RESOURCE_EXHAUSTED: namespace rate limit exceeded

Hi,

We are experiencing a high number of the below exception thrown in one of the activities invoked in our workflow while load testing.

nested exception is io.grpc.StatusRuntimeException: RESOURCE_EXHAUSTED: namespace rate limit exceeded; nested exception is io.grpc.StatusRuntimeException: RESOURCE_EXHAUSTED: namespace rate limit exceeded

Based on what we understand from the documentation, we have increased the below values in our dynamic config. However, that doesn’t really solve the rate limit problem.

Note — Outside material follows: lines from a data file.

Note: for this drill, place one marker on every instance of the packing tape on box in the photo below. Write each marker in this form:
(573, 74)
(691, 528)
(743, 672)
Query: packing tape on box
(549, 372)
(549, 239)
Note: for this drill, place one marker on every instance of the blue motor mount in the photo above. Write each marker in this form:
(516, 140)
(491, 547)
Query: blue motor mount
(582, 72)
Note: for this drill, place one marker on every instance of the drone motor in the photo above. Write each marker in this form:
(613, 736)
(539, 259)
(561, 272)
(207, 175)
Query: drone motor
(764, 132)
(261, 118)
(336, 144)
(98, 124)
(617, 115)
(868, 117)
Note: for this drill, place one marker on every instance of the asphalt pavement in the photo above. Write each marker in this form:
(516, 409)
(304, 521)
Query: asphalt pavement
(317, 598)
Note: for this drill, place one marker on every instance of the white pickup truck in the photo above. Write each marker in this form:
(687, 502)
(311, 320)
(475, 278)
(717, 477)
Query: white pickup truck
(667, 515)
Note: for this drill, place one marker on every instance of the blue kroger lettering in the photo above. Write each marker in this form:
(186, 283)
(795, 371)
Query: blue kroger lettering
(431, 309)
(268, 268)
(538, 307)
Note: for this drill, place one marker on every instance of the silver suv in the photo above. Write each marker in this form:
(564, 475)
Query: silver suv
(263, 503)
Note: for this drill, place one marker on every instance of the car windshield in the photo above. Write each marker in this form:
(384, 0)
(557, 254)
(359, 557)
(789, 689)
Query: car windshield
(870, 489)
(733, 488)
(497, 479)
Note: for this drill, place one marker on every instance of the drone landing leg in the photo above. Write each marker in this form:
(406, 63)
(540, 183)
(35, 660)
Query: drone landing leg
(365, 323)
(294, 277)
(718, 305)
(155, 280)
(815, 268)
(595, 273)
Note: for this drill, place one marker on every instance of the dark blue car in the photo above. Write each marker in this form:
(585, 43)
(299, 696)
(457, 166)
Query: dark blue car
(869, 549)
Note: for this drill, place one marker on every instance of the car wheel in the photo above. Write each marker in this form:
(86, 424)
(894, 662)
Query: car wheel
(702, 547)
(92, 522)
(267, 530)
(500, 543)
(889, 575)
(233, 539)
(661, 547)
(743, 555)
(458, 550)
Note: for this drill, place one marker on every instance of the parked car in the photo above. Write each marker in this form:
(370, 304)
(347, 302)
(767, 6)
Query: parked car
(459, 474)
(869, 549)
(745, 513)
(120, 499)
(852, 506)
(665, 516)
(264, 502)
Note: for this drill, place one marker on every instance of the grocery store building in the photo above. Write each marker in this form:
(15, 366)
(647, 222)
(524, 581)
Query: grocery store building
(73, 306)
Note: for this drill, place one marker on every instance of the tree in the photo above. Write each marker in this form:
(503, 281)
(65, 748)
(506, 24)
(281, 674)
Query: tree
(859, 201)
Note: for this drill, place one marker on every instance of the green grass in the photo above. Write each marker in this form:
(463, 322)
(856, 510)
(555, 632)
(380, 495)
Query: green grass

I would highly appreciate some guidance on this.
Thanks

# MatchingRPS, default is 1200
matching.rps:
- value: 76800
  constraints: {}
# HistoryRPS, default is 3000
history.rps:
- value: 76800
  constraints: {}
# FrontendRPS, default is 2400
frontend.rps:
- value: 76800
  constraints: {}
# FrontendMaxNamespaceRPSPerInstance, default is 2400
frontend.namespaceRPS:
- value: 76800
  constraints: {}
# FrontendMaxNamespaceCountPerInstance, default is 1200
frontend.namespaceCount:
- value: 9600
  constraints: {}

Our cluster looks like this:


History: 
- 20 replicas
- resources requests: 2 CPU, 4G Mem
- resource limits: 4 CPU, 6G Mem

Matching:
- 8 replicas
- resources requests: 2 CPU, 1G Mem
- resource limits: 4 CPU, 1G Mem

Worker:
- 8 replicas
- resources requests: 1 CPU, 1G Mem
- resource limits: 1 CPU, 1G Mem

Frontend:
- 12 replicas
- resources requests: 2 CPU, 2G Mem
- resource limits: 4 CPU, 2G Mem

RESOURCE_EXHAUSTED: namespace rate limit exceeded

Namespace rate limit is rate limit per namespace per frontend, are you configuring frontend.namespaceRPS on each of your frontend hosts? Yes, default for this dynamic config is 2400.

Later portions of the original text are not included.